Two of the cottages had to be leveled in the recent past because of water damage, and the little farmhouse has been gutted and might be torn down and replaced with another building in the same spot. The main cottage, however, and the boat house still remain. It is a simple, beautiful little piece of property where my husband spent most weekends of his childhood happily playing, dreaming, fishing, and swimming. When he was eight years old his father and uncle were building the elevator. My husband had the job of driving a little tractor from the road to the bank of the river, hauling pieces of pipe that were used for the rails of the elevator. I can imagine him at that age doing such an important job. I am happy for him that he is still here and still has the land, the elevator, the memories … all intact and fresh in his mind. It brings him much happiness. I have spoken of this before in an earlier blog, and mention it again because it is a dear bit of personal history that should be preserved through sharing.
Yesterday he needed to mow the lawn up above and down below, so I went with him and spent some time sitting on the porch of the old, gutted farm house knitting on my mother in law’s nap blanket. It was a warm in the sun, cool in the shade country afternoon with blue skies and a faint autumn breeze. Knitting outside in the cool shade of the porch, watching my husband go round and round on the tractor as he mowed the lawn was quite lovely and relaxing.
There are several pear and apple trees there, all planted by his grandfather many years ago.
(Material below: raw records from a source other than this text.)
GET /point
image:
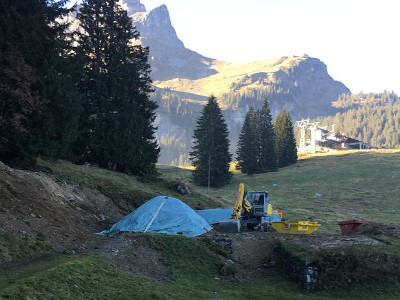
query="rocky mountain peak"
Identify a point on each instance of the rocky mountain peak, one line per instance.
(134, 6)
(169, 58)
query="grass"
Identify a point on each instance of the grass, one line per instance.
(194, 268)
(353, 184)
(323, 188)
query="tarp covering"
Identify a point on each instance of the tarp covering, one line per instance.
(213, 216)
(161, 215)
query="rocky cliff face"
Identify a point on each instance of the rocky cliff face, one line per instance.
(169, 58)
(301, 84)
(134, 6)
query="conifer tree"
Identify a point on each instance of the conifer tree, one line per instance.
(118, 117)
(29, 30)
(266, 138)
(285, 144)
(210, 153)
(247, 152)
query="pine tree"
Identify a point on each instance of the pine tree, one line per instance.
(266, 138)
(118, 117)
(247, 152)
(285, 144)
(30, 31)
(211, 147)
(18, 102)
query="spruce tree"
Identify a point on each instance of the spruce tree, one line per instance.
(266, 137)
(247, 152)
(285, 145)
(210, 153)
(30, 31)
(118, 116)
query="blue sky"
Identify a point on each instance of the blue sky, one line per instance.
(357, 39)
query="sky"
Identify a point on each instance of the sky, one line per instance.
(358, 40)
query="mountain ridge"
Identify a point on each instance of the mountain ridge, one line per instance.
(184, 79)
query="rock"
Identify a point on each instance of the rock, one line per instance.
(134, 6)
(169, 58)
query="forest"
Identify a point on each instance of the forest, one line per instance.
(371, 118)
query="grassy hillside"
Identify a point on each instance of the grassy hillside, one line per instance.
(325, 188)
(194, 271)
(348, 184)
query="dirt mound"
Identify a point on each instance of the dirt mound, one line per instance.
(372, 228)
(40, 205)
(251, 254)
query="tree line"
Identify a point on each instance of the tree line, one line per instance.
(79, 93)
(371, 118)
(262, 146)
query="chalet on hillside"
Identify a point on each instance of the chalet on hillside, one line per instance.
(321, 139)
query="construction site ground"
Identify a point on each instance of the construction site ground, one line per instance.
(39, 205)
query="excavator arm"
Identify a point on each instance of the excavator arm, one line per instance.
(241, 204)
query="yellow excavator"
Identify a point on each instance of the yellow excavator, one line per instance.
(252, 208)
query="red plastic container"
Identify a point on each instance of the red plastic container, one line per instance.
(350, 225)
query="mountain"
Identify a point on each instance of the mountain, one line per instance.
(169, 58)
(184, 79)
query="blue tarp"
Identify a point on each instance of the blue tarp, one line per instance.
(161, 215)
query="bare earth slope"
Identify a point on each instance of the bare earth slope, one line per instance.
(39, 205)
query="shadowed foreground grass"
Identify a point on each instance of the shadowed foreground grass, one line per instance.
(194, 268)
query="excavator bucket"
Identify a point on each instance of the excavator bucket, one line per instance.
(229, 225)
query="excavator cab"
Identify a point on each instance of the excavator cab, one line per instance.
(251, 208)
(259, 202)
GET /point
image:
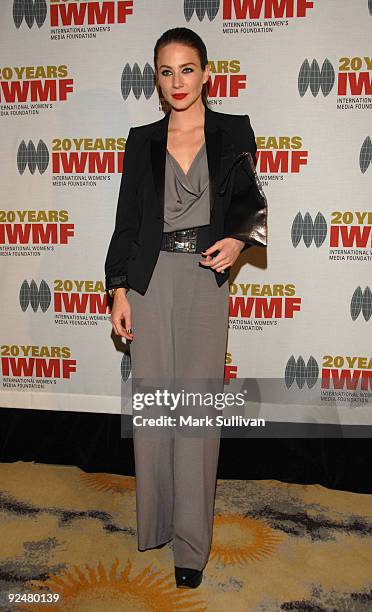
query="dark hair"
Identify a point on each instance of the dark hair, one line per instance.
(188, 37)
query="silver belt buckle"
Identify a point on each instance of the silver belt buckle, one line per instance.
(187, 241)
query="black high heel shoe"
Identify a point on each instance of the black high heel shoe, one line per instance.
(187, 578)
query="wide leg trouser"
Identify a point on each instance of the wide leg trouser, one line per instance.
(180, 336)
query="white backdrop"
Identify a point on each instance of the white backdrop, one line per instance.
(300, 311)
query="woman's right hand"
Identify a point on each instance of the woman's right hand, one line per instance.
(121, 310)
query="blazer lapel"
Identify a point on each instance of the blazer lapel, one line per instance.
(158, 148)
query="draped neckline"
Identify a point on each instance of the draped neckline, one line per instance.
(186, 174)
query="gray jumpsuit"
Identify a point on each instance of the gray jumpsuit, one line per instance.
(180, 333)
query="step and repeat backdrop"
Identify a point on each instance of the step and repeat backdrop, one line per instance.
(74, 77)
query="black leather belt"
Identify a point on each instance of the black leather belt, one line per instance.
(191, 240)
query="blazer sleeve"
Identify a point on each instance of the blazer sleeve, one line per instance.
(249, 145)
(126, 221)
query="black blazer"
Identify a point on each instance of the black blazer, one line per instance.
(136, 240)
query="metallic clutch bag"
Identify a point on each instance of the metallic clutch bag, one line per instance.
(246, 217)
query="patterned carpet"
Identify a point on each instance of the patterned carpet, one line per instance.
(276, 546)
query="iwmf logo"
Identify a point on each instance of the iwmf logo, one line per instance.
(32, 157)
(361, 302)
(348, 229)
(246, 9)
(31, 11)
(353, 77)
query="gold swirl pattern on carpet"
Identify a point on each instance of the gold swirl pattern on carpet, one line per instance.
(276, 546)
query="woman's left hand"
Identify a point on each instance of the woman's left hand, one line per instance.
(229, 250)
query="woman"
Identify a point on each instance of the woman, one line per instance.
(176, 236)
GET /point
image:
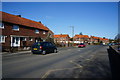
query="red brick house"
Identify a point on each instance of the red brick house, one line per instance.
(62, 39)
(19, 32)
(81, 39)
(95, 40)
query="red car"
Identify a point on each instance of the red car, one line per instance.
(81, 45)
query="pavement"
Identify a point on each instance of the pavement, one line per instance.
(72, 62)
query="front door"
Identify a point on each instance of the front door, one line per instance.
(15, 41)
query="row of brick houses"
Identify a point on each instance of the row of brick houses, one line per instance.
(62, 39)
(65, 39)
(21, 32)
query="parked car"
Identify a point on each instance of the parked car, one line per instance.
(81, 45)
(110, 44)
(43, 48)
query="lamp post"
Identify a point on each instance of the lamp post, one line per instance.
(72, 34)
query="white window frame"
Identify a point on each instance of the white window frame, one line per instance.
(15, 26)
(44, 32)
(1, 25)
(37, 31)
(2, 39)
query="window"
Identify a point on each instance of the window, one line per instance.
(43, 32)
(1, 25)
(2, 39)
(16, 27)
(36, 31)
(30, 39)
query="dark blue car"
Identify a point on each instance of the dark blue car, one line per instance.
(43, 48)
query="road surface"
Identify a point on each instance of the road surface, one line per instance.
(91, 61)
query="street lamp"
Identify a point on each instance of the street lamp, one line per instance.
(72, 33)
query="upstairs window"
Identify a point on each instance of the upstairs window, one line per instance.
(1, 25)
(36, 31)
(16, 27)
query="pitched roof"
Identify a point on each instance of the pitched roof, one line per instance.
(21, 21)
(61, 35)
(81, 36)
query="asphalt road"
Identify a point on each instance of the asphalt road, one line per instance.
(69, 62)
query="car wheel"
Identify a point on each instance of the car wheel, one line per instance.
(55, 50)
(44, 52)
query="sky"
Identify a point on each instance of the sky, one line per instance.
(91, 18)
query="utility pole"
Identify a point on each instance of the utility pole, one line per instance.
(72, 34)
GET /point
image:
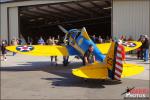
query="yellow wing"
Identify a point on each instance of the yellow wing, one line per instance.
(99, 71)
(92, 71)
(39, 50)
(131, 69)
(129, 45)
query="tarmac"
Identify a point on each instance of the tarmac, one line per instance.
(31, 77)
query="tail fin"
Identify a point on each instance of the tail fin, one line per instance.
(113, 61)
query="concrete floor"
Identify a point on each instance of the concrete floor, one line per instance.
(30, 77)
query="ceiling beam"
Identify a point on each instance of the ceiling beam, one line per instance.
(75, 10)
(101, 10)
(64, 12)
(87, 9)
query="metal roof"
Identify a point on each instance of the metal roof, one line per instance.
(65, 12)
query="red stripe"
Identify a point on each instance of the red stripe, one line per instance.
(118, 69)
(117, 75)
(119, 52)
(119, 58)
(118, 64)
(116, 78)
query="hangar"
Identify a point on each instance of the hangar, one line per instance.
(108, 18)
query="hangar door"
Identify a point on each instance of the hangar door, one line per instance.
(42, 20)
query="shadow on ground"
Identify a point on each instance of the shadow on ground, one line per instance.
(66, 78)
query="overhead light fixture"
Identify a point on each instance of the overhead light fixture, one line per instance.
(31, 20)
(21, 14)
(40, 18)
(107, 8)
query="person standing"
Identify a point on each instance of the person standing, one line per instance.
(139, 50)
(146, 48)
(100, 40)
(94, 38)
(55, 57)
(3, 50)
(14, 42)
(89, 56)
(41, 41)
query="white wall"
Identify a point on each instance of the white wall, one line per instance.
(131, 17)
(9, 16)
(13, 23)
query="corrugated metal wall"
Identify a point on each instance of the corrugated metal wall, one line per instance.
(131, 17)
He plucks a Bartlett pear off one of the trees each time he goes there to mow the lawn, and munches it quickly before starting the tractor up. Each time he smiles and says, “Pretty good!”
After the lawns were mowed we took a canoe we just bought recently down to the river and went for a canoe “ride” (is that what I call it? I don’t know). We went up and down the river in the canoe and he taught me something about paddling. At first I was dorky, and as we continued I think the dorky index went down a bit. I don’t mind being a dork at times; I think we all are even if people are reluctant to admit it.
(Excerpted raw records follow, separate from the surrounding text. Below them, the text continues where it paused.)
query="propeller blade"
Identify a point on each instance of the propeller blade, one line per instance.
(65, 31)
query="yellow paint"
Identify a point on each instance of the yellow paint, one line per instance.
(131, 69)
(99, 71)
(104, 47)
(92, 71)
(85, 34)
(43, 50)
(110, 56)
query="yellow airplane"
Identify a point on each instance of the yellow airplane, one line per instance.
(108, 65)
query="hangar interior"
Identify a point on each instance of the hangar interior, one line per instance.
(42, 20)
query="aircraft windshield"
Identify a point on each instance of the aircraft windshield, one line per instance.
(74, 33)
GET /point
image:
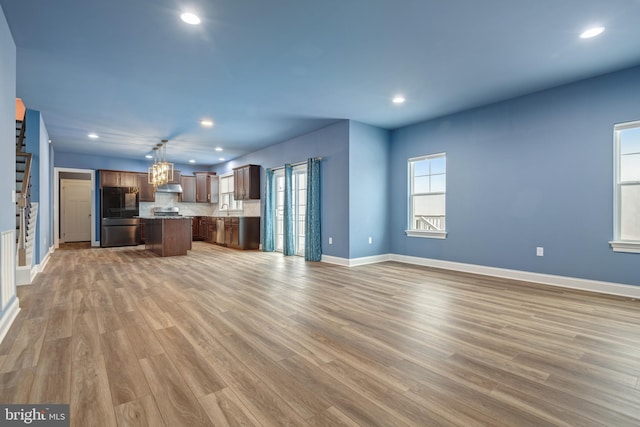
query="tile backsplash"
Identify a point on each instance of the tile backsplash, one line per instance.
(165, 200)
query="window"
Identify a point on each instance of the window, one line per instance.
(227, 202)
(427, 191)
(298, 203)
(626, 233)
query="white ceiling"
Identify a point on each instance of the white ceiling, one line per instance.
(265, 71)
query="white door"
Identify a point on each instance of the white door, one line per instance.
(75, 217)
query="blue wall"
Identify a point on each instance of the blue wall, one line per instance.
(7, 125)
(532, 171)
(37, 143)
(368, 190)
(332, 143)
(7, 149)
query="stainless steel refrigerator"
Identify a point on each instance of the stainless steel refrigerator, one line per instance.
(120, 208)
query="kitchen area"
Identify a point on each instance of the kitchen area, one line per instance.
(222, 210)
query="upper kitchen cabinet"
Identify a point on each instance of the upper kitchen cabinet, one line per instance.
(110, 178)
(205, 183)
(188, 184)
(246, 182)
(147, 192)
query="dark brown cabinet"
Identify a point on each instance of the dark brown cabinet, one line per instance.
(141, 231)
(242, 232)
(246, 182)
(195, 228)
(236, 232)
(110, 178)
(188, 194)
(147, 192)
(204, 188)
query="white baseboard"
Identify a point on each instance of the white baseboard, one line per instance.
(354, 262)
(610, 288)
(26, 275)
(10, 313)
(527, 276)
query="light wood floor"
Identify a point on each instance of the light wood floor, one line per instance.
(223, 337)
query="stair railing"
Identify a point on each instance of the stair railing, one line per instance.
(20, 138)
(24, 205)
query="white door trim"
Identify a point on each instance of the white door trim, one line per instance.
(56, 203)
(66, 229)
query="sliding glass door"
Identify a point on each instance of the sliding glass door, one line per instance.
(299, 207)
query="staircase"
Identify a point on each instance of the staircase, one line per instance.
(25, 215)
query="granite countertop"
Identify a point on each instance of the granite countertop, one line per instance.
(164, 217)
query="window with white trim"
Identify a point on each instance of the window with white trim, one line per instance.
(427, 196)
(627, 188)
The river was slick as glass with the brilliant colors of autumn trees reflecting along with rich blue skies. Breathtaking. I didn’t take the camera because it was my first time in the canoe and we didn’t want a possible mishap to dunk the camera. Next time we go out we will be taking it along though, to capture and share the delights of the river at this wondrous time of year.
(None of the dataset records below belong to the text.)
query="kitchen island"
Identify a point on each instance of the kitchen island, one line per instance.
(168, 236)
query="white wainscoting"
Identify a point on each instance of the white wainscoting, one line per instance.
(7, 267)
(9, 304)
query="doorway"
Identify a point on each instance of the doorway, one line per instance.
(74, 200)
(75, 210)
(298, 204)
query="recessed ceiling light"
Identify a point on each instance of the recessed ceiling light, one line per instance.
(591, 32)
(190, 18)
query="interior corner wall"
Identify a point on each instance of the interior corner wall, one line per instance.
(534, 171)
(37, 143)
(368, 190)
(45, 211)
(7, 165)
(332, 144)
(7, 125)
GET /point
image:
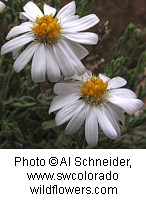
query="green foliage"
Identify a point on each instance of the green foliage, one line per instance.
(24, 105)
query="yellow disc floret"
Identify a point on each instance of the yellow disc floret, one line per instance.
(47, 29)
(94, 90)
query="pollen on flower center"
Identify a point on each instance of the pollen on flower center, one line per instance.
(93, 91)
(47, 29)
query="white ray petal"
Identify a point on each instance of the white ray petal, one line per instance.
(67, 20)
(78, 49)
(25, 57)
(76, 122)
(110, 115)
(83, 38)
(82, 24)
(32, 10)
(23, 28)
(118, 113)
(62, 100)
(127, 104)
(24, 16)
(122, 92)
(53, 71)
(72, 60)
(66, 113)
(105, 124)
(38, 68)
(91, 127)
(16, 43)
(2, 6)
(67, 10)
(60, 88)
(63, 59)
(16, 52)
(48, 10)
(116, 82)
(104, 78)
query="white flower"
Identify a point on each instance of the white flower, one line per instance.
(2, 6)
(53, 41)
(97, 101)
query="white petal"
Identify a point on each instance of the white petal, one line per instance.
(104, 78)
(87, 75)
(82, 24)
(16, 52)
(66, 113)
(25, 57)
(38, 68)
(60, 88)
(67, 20)
(48, 10)
(127, 104)
(84, 38)
(118, 113)
(76, 122)
(122, 92)
(32, 10)
(63, 100)
(16, 43)
(105, 123)
(110, 115)
(116, 82)
(24, 16)
(67, 10)
(72, 60)
(23, 28)
(53, 71)
(63, 59)
(78, 49)
(91, 127)
(2, 6)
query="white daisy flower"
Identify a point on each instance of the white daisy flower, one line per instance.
(53, 41)
(97, 101)
(2, 6)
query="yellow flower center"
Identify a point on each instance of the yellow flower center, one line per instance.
(94, 90)
(47, 29)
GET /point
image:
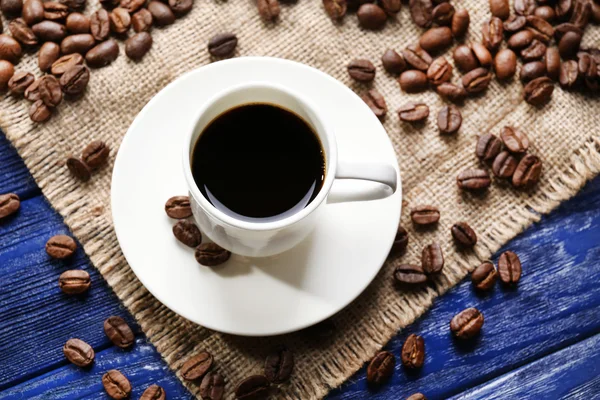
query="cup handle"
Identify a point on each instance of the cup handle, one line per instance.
(367, 171)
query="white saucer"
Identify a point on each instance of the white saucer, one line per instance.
(254, 297)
I am about one third of the way complete in knitting the length of the nap blanket. I am loving the look of the Lion’s Suede yarn knit on large needles in the vine lace pattern. I showed it to my husband last night and he made the comment that it looks almost organic … I have to agree. I am happier with it than I even anticipated, and am enjoying the quick knit aspect as well. After the knitting is complete I will be adding some flowers and other decorative elements … but not too much. Whatever I do will follow the “less is more” rule. I look forward to figuring out just where my imagination takes me at that time.
Have a wonderful day and week … talk to you again soon!